Real estate agent Caleb Paterson says the country is seeing increased interest from ultra-high-net-worth individuals, particularly from the United States and Canada, who are looking to secure short-term leases in multimillion-dollar homes, while they wait for clarity around new investor visa pathways and possible amendments to the foreign buyer ban.
According to latest REINZ data, there is a growing glut of premium homes languishing on the market, with median days to sell in Auckland of properties valued at $3.5 million rising from 42 days in March 2024 to 64 days in March 2025 listings. In Queenstown, days to sell for luxury listings have climbed even higher, reaching 95.
“These are clients who could buy a home tomorrow if they were allowed,” says Caleb, founder of Paterson Luxury Real Estate. “They’re testing the waters, sometimes paying $20,000 to $30,000 a week to rent properties that fit their lifestyle and long-term ambitions.”
He says the dynamic is reshaping how vendors approach the luxury market, with many now embracing a ‘try-before-you-buy’ model as a way to attract offshore tenants and potentially convert them into future buyers.
He says New Zealand Trade and Enterprise has reported a 700 per cent increase in the number of people visiting the Active Investor Plus Visa application page, compared to the older version of the visa at the same time last year.
Caleb says he was approached by a premium rental firm wanting to match investors with properties after being unable to meet demand.
“While there is a surplus of rental properties at the lower end of the market, high net worth individuals have very specific accommodation requirements, and there is not enough suitable rental stock in the traditional market.
“This unmet demand has led to the development of a hybrid model, which is injecting hundreds of thousands of dollars into the economy each week.
“Traditionally, these homes would be listed for sale and sit idle while owners waited for the right buyer. But with the market stagnating in recent months we’re now seeing more owners open to short-term rental agreements, particularly as these international clients are happy to pay well above local market rates.
“We’ve got vendors who previously would never have considered renting their home now proactively asking us to place it with international clients for six to 12 months. If the foreign buyer ban is lifted, we expect many of these tenants will put in an immediate purchase offer on these homes,” he says.
Caleb says the shift comes amid rising uncertainty in key offshore markets.

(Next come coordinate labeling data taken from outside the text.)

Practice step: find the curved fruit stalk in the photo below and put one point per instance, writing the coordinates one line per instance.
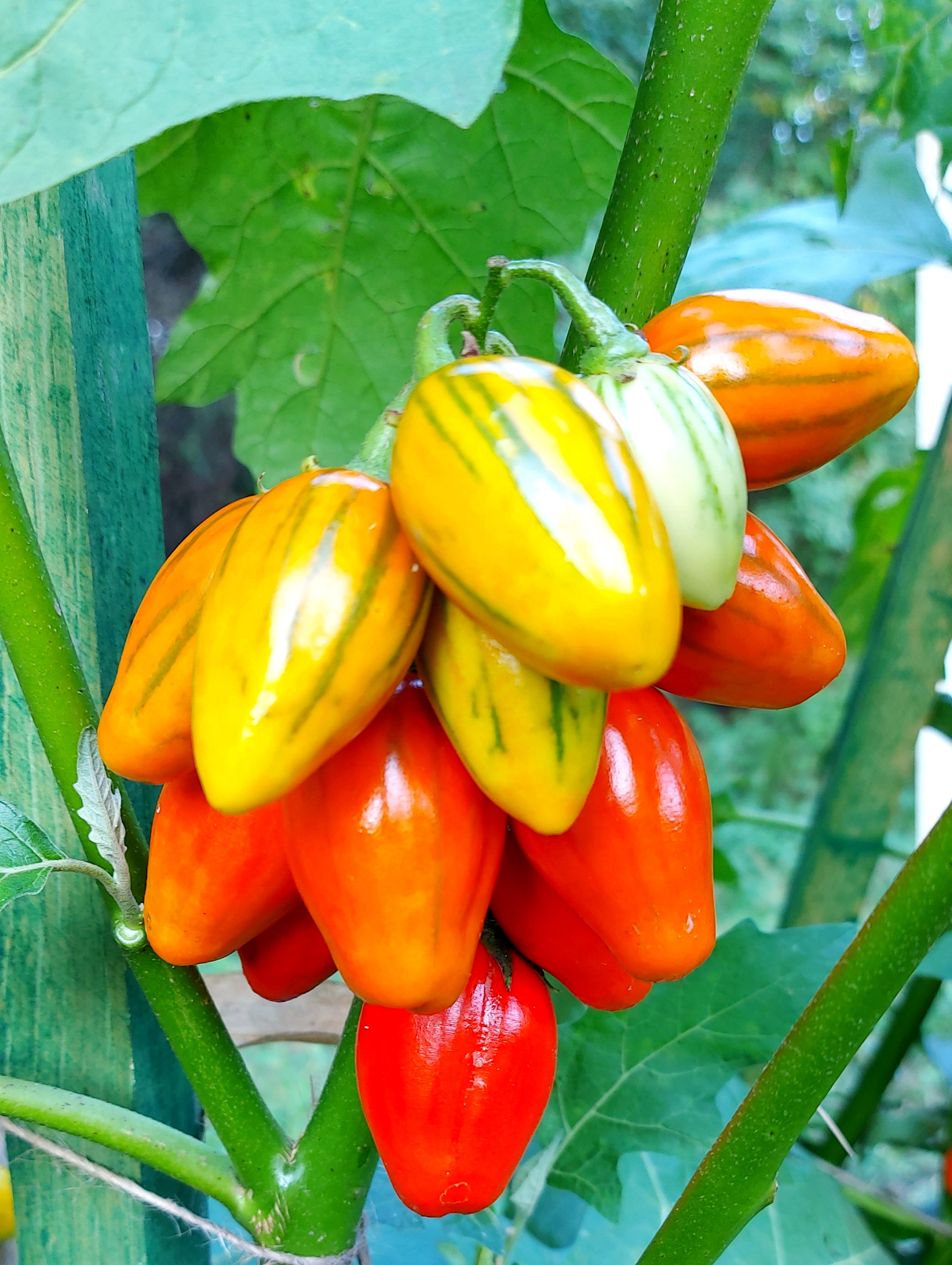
(519, 495)
(146, 730)
(395, 851)
(801, 379)
(773, 644)
(550, 934)
(312, 618)
(638, 866)
(530, 743)
(453, 1098)
(289, 959)
(214, 881)
(688, 453)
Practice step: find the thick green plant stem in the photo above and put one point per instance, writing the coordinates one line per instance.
(890, 701)
(47, 666)
(696, 64)
(334, 1160)
(737, 1175)
(903, 1032)
(147, 1140)
(61, 705)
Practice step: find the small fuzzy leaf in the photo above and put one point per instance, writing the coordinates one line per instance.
(27, 856)
(101, 806)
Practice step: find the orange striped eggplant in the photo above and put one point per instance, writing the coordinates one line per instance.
(801, 379)
(773, 644)
(552, 935)
(395, 851)
(521, 500)
(146, 731)
(638, 864)
(214, 882)
(312, 620)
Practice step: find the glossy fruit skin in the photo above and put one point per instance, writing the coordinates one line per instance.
(214, 881)
(773, 644)
(688, 453)
(516, 489)
(289, 959)
(552, 935)
(395, 851)
(314, 616)
(146, 730)
(801, 379)
(530, 743)
(453, 1098)
(638, 866)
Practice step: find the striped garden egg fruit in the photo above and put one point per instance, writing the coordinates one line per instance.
(519, 495)
(801, 379)
(312, 618)
(146, 730)
(531, 744)
(688, 453)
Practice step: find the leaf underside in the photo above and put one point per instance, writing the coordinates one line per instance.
(70, 101)
(329, 229)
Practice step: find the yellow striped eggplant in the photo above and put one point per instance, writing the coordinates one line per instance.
(314, 615)
(687, 450)
(530, 743)
(146, 731)
(520, 498)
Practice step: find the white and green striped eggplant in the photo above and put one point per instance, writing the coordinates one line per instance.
(688, 455)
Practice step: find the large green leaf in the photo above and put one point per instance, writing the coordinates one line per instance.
(889, 227)
(84, 80)
(648, 1078)
(27, 856)
(328, 231)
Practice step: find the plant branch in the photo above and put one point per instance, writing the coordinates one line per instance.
(57, 695)
(737, 1175)
(696, 64)
(149, 1142)
(893, 695)
(335, 1158)
(862, 1103)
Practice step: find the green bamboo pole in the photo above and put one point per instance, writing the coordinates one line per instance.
(48, 671)
(696, 64)
(889, 704)
(737, 1175)
(76, 410)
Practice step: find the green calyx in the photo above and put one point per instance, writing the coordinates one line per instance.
(432, 352)
(611, 347)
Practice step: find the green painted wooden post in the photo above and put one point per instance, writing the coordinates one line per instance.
(78, 413)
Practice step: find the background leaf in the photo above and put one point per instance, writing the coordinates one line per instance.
(70, 99)
(648, 1078)
(23, 843)
(878, 525)
(328, 229)
(889, 227)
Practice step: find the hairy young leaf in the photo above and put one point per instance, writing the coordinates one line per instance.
(648, 1078)
(23, 846)
(889, 227)
(71, 98)
(329, 229)
(101, 808)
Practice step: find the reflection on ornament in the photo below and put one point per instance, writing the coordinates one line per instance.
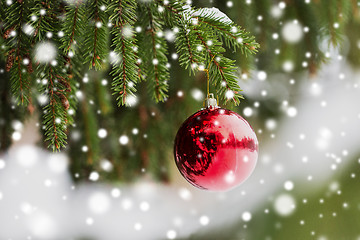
(216, 149)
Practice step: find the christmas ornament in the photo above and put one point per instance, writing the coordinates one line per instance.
(215, 149)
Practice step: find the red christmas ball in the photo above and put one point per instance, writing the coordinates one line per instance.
(216, 149)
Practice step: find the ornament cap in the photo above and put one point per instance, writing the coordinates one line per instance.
(210, 101)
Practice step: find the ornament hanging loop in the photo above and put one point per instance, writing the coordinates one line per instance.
(210, 101)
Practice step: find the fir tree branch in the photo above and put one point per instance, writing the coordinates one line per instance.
(55, 83)
(18, 51)
(96, 34)
(55, 114)
(72, 27)
(125, 73)
(229, 33)
(222, 70)
(157, 70)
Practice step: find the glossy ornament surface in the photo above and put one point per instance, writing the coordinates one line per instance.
(216, 149)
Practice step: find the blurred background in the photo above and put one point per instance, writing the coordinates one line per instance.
(117, 178)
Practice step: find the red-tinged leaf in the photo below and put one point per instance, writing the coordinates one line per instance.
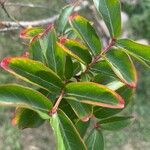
(93, 94)
(78, 49)
(29, 33)
(83, 27)
(15, 95)
(33, 72)
(122, 66)
(116, 123)
(66, 134)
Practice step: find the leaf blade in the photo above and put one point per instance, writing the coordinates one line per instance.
(111, 14)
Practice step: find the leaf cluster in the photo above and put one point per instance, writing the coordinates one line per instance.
(81, 85)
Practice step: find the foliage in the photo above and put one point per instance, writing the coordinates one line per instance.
(77, 84)
(139, 17)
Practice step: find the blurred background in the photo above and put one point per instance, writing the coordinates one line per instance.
(136, 25)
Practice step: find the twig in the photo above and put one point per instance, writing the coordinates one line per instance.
(96, 58)
(54, 109)
(13, 25)
(9, 15)
(26, 5)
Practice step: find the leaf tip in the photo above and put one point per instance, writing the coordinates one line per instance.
(72, 17)
(5, 62)
(85, 119)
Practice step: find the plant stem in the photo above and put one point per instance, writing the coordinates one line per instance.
(55, 107)
(97, 57)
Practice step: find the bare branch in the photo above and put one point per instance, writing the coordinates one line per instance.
(25, 5)
(13, 25)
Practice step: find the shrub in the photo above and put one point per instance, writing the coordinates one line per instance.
(80, 87)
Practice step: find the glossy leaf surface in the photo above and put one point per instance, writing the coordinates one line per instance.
(135, 49)
(95, 140)
(26, 118)
(93, 94)
(111, 13)
(122, 66)
(15, 95)
(87, 32)
(115, 123)
(66, 134)
(33, 72)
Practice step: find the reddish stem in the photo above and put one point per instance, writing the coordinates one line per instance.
(97, 57)
(55, 107)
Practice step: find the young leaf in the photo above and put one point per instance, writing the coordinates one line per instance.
(122, 66)
(93, 94)
(82, 127)
(33, 72)
(68, 67)
(102, 67)
(95, 140)
(15, 95)
(116, 123)
(87, 32)
(137, 50)
(110, 11)
(83, 111)
(63, 18)
(66, 134)
(101, 112)
(29, 33)
(78, 49)
(26, 118)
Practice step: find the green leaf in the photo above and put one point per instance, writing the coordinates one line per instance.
(122, 66)
(66, 134)
(137, 50)
(116, 123)
(76, 68)
(78, 49)
(101, 112)
(15, 95)
(29, 33)
(110, 11)
(68, 67)
(102, 67)
(63, 18)
(82, 127)
(26, 118)
(33, 72)
(48, 47)
(95, 140)
(93, 94)
(83, 27)
(83, 111)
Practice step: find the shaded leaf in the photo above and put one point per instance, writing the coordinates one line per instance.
(29, 33)
(115, 123)
(93, 94)
(122, 66)
(110, 11)
(63, 18)
(66, 134)
(87, 32)
(82, 127)
(83, 111)
(95, 140)
(137, 50)
(33, 72)
(101, 112)
(15, 95)
(26, 118)
(78, 49)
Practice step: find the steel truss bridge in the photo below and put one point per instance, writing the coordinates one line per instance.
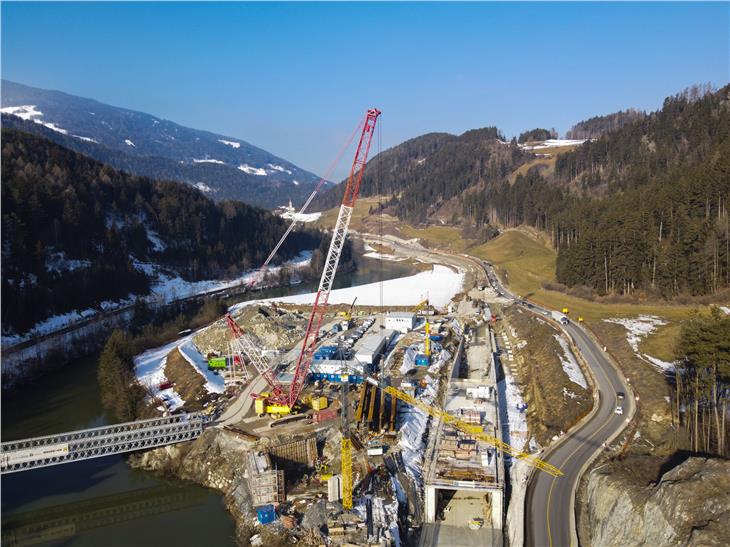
(97, 442)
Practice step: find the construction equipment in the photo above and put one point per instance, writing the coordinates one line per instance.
(348, 314)
(339, 234)
(427, 341)
(473, 430)
(262, 406)
(241, 345)
(346, 448)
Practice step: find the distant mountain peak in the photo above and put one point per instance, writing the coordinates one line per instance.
(222, 166)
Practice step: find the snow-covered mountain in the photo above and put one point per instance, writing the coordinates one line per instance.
(220, 166)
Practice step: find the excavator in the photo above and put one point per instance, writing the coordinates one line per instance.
(347, 315)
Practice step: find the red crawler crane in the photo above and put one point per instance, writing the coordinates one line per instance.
(244, 343)
(339, 235)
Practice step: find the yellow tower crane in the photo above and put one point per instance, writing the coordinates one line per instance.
(346, 446)
(427, 341)
(475, 431)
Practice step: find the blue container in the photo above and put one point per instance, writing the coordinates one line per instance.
(266, 514)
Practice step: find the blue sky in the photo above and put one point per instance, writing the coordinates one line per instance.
(295, 78)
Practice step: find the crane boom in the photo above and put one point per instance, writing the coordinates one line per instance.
(474, 430)
(252, 351)
(339, 234)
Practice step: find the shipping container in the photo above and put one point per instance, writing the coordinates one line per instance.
(217, 363)
(422, 360)
(266, 514)
(324, 415)
(319, 403)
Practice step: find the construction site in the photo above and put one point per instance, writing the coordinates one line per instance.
(357, 425)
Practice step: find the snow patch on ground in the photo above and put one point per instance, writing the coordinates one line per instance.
(279, 168)
(300, 217)
(31, 113)
(165, 290)
(412, 428)
(442, 282)
(246, 168)
(207, 160)
(552, 143)
(87, 139)
(57, 262)
(204, 187)
(570, 365)
(639, 328)
(213, 382)
(381, 256)
(149, 368)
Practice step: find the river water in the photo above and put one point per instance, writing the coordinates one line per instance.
(104, 501)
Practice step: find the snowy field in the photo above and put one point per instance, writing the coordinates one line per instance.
(552, 143)
(214, 383)
(301, 217)
(149, 368)
(639, 328)
(441, 283)
(570, 365)
(165, 290)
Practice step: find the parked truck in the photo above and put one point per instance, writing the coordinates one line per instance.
(560, 317)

He says many of his Canadian clients are seeking to exit due to proposed wealth taxes and capital gains reforms, while American buyers are increasingly motivated by political instability and upcoming elections.
“Some are saying they just don’t want to live under another Trump presidency. Others have had New Zealand on their radar for a while and the current visa discussions have reignited that interest,” he says.
Half of Caleb’s current listings – which include homes valued between $8 million and $20 million – are now available for rent, and many are receiving multiple enquiries before even hitting the open market.
“The demand is there, but the ability to purchase still isn’t and that’s what is driving this surge in ultra-luxury rentals.
“We’re also seeing foreign exchange rates playing a role – with the NZD falling to its lowest point against the greenback in the past decade early this month, it’s extremely favourable for these buyers, so what looks expensive locally can actually feel like a bargain to someone arriving from California or Toronto,” he says.
Caleb says some owners have seen rental returns more than triple what the domestic market would offer, particularly when facilitated through high-end rental agencies.
He says while one home might fetch $2000 a week in the traditional market, it could rent for $6000–$7000 through private arrangements with vetted international tenants.
“There’s a lot of wealth sitting in our homes that isn’t being unlocked because we’ve frozen out foreign investment. Opening a pathway for buyers at the $5 million-plus level could drive a major reinvestment cycle and ease pressure across the market,” says Caleb.
He believes now is the perfect time for the Government to remove the current uncertainty preventing downsizers from moving to the next stage in their life.
“We’re coming into winter, which is typically a quiet time, and without clarity, we’re seeing people sit on their hands. I’ve had Kiwi clients walk away from retirement village agreements because they can’t sell their homes, and that’s clogging up movement across every tier of the market.
“A typical high net worth downsizer will reinvest most of the proceeds from the sale of a $5m plus home in local businesses as they look to build their retirement incomes.
“Letting high-value buyers into the country not only stimulates the property sector it also brings in capital, supports tradespeople and helps unlock the next stage of the housing cycle. If this is done right there will be a transfer of wealth that benefits New Zealand down the track,” he says.